There is often a misconception about women. If you listen to the rhetoric from the rampaging pack of shemales that makes up the National Organization of Women (or any other advocacy group that will talk about a woman’s right to choose, then condemn any choice that involves breast implants as “giving in” to the “culture of beauty”) you would think that women were all June Cleaver clones until the magic of the sixties somehow set them free. The success of the 19th century poker legend, “Poker Alice” stands in stark contrast to this mythical image of women in America.
Alice Ivers was born in Devonshire, England in February 17, 1851. Her schoolmaster father moved the family to the American state of Virginia when she was small. While she was a teenager he brought the family to Leadville, Colorado in hopes of cashing in on the silver rush. She was educated in elite boarding schools, and like most refined young ladies, she married a professional. Her husband, Frank Duffield, was a mining engineer and the two of them tied the knot when she was twenty. Frank didn’t last long. He was blown up during a mining accident. Before his unfortunate demise he taught his young bride to play poker. Seeing as playing poker was the major leisure activity in mining camps, it gave her something to do during the day. She was a natural at the game, and her skills helped her make a living following the death of her husband.
“Poker Alice” became a successful poker player, faro player, and dealer. Her beauty and ladylike fashion sense belied her skills and occasional ferocity. The man who would become her second husband, Warren G. Tubbs, fell for her after she shot a drunken miner who was threatening Tubbs with a knife.

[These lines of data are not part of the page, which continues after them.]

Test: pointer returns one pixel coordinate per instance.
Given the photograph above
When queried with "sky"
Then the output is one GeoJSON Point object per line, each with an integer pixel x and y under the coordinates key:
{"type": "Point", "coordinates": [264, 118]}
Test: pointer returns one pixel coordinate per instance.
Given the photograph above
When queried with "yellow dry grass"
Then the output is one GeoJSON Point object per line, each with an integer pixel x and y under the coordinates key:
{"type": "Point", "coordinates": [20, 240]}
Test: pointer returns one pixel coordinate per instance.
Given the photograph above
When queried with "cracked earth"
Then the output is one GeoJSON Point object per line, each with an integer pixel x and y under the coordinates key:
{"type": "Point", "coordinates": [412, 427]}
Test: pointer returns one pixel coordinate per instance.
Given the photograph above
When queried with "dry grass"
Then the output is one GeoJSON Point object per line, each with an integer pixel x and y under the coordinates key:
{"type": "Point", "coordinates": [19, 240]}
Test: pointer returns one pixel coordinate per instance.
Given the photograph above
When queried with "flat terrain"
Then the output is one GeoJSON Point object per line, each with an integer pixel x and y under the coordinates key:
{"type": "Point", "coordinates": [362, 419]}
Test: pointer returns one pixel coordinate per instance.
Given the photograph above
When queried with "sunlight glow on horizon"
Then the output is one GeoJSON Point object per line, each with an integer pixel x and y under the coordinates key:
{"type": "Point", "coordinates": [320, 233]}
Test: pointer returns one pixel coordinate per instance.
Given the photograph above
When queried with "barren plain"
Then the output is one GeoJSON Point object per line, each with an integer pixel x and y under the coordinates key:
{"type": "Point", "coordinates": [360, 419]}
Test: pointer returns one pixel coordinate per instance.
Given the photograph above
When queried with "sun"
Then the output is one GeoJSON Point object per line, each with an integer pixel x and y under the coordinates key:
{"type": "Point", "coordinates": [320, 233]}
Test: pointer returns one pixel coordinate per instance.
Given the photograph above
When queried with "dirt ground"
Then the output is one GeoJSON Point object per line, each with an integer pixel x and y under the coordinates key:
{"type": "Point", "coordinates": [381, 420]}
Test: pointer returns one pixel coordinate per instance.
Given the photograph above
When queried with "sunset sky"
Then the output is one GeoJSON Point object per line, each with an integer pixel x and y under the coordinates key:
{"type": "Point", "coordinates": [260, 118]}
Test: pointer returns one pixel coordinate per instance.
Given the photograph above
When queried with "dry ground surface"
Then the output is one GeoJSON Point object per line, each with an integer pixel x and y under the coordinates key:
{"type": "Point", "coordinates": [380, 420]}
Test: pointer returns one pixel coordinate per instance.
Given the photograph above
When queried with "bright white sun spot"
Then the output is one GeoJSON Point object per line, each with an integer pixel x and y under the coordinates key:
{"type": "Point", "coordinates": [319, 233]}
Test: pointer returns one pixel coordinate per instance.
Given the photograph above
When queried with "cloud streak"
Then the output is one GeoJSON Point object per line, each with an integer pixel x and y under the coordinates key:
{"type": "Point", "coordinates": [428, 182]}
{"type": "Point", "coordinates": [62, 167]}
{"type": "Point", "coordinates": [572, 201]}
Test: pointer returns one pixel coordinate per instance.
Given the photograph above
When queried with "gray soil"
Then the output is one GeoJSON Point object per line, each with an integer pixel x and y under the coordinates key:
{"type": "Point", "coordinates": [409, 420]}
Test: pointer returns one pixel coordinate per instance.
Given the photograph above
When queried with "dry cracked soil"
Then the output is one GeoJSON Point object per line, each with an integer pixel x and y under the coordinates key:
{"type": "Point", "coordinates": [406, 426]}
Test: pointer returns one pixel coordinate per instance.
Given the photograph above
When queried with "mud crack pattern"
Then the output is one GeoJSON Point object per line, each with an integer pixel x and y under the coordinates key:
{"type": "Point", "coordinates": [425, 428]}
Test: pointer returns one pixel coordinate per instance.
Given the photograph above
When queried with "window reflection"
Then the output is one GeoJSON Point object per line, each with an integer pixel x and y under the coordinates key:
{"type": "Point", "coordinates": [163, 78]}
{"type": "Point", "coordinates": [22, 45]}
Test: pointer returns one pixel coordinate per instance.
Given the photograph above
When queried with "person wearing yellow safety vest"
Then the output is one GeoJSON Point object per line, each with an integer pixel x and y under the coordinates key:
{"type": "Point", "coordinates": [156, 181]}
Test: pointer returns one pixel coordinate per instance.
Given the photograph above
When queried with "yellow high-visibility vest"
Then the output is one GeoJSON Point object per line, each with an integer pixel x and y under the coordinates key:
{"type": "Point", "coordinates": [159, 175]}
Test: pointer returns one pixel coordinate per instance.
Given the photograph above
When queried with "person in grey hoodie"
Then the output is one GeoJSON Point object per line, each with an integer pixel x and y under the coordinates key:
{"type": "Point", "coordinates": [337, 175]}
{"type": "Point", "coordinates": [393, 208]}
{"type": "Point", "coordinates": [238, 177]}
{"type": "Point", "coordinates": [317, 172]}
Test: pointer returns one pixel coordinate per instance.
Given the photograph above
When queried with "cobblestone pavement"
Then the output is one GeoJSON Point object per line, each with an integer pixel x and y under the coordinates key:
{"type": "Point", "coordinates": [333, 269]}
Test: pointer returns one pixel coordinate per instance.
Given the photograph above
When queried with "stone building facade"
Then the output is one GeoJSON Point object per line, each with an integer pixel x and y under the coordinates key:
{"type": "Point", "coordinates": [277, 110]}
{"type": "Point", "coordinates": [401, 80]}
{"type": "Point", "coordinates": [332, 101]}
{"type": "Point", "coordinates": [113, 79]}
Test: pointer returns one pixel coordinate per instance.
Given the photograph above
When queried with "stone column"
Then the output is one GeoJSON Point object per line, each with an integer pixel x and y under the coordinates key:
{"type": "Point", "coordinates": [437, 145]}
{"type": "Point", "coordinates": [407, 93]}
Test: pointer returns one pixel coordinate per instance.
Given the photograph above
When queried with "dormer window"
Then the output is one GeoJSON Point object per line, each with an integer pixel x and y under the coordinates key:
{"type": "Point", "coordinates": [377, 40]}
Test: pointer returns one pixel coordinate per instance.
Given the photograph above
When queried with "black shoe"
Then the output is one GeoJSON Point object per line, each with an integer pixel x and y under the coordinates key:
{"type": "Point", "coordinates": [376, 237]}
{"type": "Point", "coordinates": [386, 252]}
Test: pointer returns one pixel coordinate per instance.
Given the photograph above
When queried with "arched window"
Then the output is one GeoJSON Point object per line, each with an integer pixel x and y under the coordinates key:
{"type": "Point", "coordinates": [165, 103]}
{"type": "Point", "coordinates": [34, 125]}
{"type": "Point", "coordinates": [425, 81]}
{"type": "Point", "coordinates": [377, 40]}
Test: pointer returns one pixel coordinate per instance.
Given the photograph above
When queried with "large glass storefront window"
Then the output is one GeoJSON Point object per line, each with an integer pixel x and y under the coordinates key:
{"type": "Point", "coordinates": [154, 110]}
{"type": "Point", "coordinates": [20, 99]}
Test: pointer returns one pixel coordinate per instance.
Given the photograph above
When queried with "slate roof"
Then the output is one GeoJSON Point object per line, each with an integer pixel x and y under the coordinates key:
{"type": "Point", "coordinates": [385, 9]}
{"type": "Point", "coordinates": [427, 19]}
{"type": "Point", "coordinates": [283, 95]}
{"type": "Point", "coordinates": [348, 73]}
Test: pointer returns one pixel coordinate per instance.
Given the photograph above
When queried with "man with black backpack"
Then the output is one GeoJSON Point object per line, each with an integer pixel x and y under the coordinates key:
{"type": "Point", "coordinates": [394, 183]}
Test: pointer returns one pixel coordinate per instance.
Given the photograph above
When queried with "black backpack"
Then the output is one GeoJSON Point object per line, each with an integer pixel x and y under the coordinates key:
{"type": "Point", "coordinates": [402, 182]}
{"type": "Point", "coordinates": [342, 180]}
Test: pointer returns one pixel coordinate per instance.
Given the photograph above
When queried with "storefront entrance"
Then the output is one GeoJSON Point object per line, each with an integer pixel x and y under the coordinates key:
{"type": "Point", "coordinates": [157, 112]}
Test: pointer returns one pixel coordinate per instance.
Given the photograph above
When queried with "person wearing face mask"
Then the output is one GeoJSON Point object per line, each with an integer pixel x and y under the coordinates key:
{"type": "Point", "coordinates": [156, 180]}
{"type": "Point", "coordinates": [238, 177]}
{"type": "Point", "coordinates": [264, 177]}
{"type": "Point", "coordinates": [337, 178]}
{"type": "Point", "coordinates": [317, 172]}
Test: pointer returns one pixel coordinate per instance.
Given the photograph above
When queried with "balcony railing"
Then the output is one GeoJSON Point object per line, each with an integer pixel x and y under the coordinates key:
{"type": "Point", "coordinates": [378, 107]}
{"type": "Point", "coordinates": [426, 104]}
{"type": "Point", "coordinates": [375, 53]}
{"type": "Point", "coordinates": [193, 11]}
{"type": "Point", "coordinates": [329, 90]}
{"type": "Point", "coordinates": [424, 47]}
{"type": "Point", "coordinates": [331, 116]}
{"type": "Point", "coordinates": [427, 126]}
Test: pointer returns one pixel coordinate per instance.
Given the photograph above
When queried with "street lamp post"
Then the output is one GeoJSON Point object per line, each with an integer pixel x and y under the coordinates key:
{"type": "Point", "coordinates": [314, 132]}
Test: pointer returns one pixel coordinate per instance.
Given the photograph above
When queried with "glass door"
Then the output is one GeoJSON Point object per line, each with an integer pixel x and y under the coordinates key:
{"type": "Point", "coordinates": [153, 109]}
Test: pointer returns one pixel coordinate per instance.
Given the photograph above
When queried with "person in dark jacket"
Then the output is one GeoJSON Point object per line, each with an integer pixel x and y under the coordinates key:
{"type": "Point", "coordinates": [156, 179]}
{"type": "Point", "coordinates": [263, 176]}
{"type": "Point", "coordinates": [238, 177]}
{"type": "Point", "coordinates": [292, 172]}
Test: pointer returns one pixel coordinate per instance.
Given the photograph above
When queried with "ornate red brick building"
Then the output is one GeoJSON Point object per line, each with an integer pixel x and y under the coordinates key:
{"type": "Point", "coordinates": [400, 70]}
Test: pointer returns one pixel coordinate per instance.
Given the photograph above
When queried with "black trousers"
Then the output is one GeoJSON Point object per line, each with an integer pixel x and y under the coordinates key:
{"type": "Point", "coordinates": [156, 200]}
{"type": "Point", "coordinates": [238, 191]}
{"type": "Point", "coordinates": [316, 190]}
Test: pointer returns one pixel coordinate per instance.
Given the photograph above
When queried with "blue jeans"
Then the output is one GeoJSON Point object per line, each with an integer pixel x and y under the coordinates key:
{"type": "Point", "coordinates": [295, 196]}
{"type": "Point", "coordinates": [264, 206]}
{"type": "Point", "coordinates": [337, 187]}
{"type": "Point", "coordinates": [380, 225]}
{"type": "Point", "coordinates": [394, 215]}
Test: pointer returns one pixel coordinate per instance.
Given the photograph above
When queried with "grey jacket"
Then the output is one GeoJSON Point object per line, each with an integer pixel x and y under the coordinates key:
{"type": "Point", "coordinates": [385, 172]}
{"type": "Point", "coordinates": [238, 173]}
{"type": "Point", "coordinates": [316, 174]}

Alice and Tubbs supported their family of four children primarily on her winnings. On a good night Alice could bring up to $6000 home. Tubbs passed away of tuberculosis in 1910. Soon after the death of her second husband she married again. George Huckert was a gentleman she hired to watch over her livestock while she was away gambling. She eventually gave into his charms. The marriage was a brief affair as hubby number three died in 1913.
In her later years she was a bootlegger during prohibition and eventually Alice opened a boarding house that existed for the purpose of teaching women how to gamble. During this time she was repeatedly harassed by the law. She would often be arrested for running a whorehouse and paid thousands in fines, but continued to operate the house. When she was 75 she was convicted of being a Madame and sentenced to a state penitentiary. She never served a day of the sentence. The Governor of South Dakota immediately pardoned her.
She died in 1930 following Gall Bladder surgery. This pretty, gun toting, cigar smoking, gambler was born way too early. In today’s world she would be a superstar in the television poker industry.